En hoe gaat haar eigen traject verder naar haar promotie? Samen met haar promotor Paul Van den Hof heeft ze twee jaar geleden ondersteuning gekregen van een jobcoach. Paul: “Lizan heeft zich overal doorheen geknokt en haar eigen weg bewandeld. Met een diagnose, maar zonder UWV-vinkjes. Voor de buitenwereld lijkt haar traject daarom probleemloos, en dat is vaak frustrerend. Want voor een reguliere baan in een bedrijf kan ze niet op een eerlijke manier concurreren met andere kandidaten.” Lizan wil graag verder met onderzoek, liefst op het gebied van fysische netwerken. Dankzij haar uitzonderlijke werk heeft ze ondertussen toch al meerdere aanbiedingen voor een vervolgpositie binnen. Op de TU/e-campus, en dat is heel fijn voor haar dagritme, glimlacht ze. “Er zijn al genoeg veranderingen.”

Autisme, wat kan de TU/e voor je doen?

Bij Education and Student Affairs (ESA) komen veel hulpverzoeken van studenten met een vorm van autisme binnen, vertelt TU/e-studentpsycholoog Aryan Neele. Zij adviseren aanstaande studenten die een diagnose autisme hebben dit te vermelden bij hun aanmelding; dat kan ook als ‘functiebeperking’. Zo kan er ruim voor de start van het studiejaar al een begeleidingstraject op gang gezet worden, met onder meer de betrokken studieadviseur en studentendecaan.
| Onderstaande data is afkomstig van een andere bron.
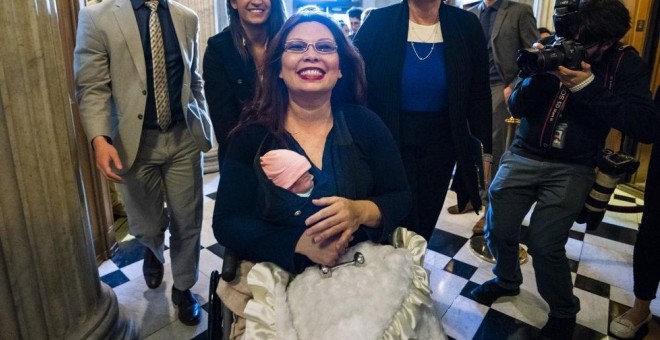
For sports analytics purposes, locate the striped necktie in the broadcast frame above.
[146,1,172,131]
Maar ook tijdens de studie kunnen studenten, met of zonder diagnose, tegen beperkingen aanlopen als gevolg van een neurodivergent brein. Neele: “Het is heel belangrijk om begeleiding op maat te bieden. Bij autisme spreken we over een spectrumstoornis, wat zich bij iedereen anders kan uiten. En dus kan elke student andere problemen hebben.“
Voor een compleet overzicht van mogelijke begeleiding en studieondersteuning, verwijst Neele naar de pagina’s “Studeren met autisme’ in de studiegids.
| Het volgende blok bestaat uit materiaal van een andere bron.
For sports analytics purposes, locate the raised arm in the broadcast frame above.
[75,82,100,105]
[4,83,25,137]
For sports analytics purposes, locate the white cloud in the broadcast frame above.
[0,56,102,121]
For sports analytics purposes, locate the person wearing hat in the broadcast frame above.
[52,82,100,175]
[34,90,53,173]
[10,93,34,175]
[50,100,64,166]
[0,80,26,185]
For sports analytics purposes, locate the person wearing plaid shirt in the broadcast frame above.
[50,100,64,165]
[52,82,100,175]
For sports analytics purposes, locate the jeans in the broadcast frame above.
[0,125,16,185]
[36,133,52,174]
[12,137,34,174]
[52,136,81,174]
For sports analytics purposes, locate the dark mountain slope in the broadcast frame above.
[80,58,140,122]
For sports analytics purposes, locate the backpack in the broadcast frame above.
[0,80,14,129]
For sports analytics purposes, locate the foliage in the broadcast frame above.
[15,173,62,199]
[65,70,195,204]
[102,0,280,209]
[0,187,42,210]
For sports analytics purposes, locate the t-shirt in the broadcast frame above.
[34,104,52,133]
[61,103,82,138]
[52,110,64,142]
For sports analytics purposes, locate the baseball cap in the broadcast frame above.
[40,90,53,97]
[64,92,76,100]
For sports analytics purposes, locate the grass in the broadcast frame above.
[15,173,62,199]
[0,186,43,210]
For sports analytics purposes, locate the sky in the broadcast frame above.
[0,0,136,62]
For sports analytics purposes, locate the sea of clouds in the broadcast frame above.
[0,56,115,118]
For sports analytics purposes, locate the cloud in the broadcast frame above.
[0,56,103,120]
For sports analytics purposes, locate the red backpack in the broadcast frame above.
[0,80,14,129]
Studenten met (een vermoeden van) autisme kunnen laagdrempelig aankloppen bij ESA, voor een individueel traject bij een van de studentpsychologen.
“Waar nodig kunnen we doorverwijzen naar externe begeleiders, wij zijn er voornamelijk voor studiegerelateerde problematiek. Maar in breder perspectief kan bijvoorbeeld een levensloopbegeleider heel waardevol zijn.”
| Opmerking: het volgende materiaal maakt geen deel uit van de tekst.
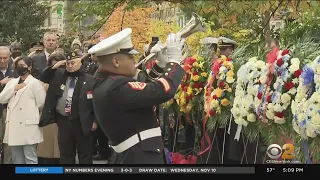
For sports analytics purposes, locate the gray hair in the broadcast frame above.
[0,46,10,56]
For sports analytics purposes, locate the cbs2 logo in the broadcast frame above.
[267,144,294,159]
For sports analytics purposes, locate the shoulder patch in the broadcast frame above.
[158,78,171,92]
[128,82,147,91]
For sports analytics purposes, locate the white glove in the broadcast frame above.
[167,33,185,64]
[150,41,168,68]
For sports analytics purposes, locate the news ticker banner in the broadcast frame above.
[15,165,308,174]
[15,167,255,174]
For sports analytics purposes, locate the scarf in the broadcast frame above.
[60,69,85,120]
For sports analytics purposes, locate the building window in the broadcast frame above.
[44,7,52,27]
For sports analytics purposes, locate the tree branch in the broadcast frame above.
[258,0,284,36]
[89,2,121,39]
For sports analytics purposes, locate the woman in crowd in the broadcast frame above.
[0,57,46,164]
[37,52,66,164]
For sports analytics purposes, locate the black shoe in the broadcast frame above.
[92,153,108,161]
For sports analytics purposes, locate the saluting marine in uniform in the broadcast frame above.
[89,28,185,164]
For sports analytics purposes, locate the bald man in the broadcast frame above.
[10,41,22,61]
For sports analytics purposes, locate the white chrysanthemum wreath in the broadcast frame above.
[256,50,302,124]
[231,57,267,141]
[291,57,320,139]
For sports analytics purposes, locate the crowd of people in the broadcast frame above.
[0,32,111,164]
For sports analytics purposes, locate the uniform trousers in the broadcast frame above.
[92,126,111,158]
[0,108,12,164]
[57,115,93,164]
[108,136,166,164]
[11,144,38,164]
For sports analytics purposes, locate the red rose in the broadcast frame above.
[193,71,198,76]
[275,112,284,118]
[209,109,216,117]
[180,84,185,89]
[277,72,281,76]
[183,86,188,92]
[184,57,196,65]
[284,81,294,91]
[281,49,290,56]
[277,59,283,67]
[294,69,302,78]
[218,81,224,89]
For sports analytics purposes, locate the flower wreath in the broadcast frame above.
[204,56,235,117]
[174,55,208,114]
[256,50,302,124]
[199,56,235,155]
[291,57,320,139]
[231,57,267,140]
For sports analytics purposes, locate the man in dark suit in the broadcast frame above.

Op praktisch gebied biedt ESA diverse trainingen aan, zoals de cursus ‘SFC 29 - Plannen en doelen stellen’, specifiek voor studenten met autisme of AD(H)D. Voor studievoorzieningen, zoals een prikkelarme ruimte of een aangepast studieprogramma, kunnen studenten terecht bij de studieaviseur of studentendecaan.

Voor PhD- en PdEng-studenten zijn er op de TU/e aparte psychologen, meer informatie is hier te vinden.

Verder benadrukt Neele dat de studentpsychologen van ESA er óók voor TU/e medewerkers zijn. “We denken graag mee, en kunnen bijvoorbeeld een thema-bijeenkomst op een onderzoeksafdeling of studievereniging houden. Medewerkers die een student met autisme begeleiden kunnen zeker bij ons terecht. Wij zetten ons in om de juiste handvatten mee te geven voor een optimale werkomgeving.”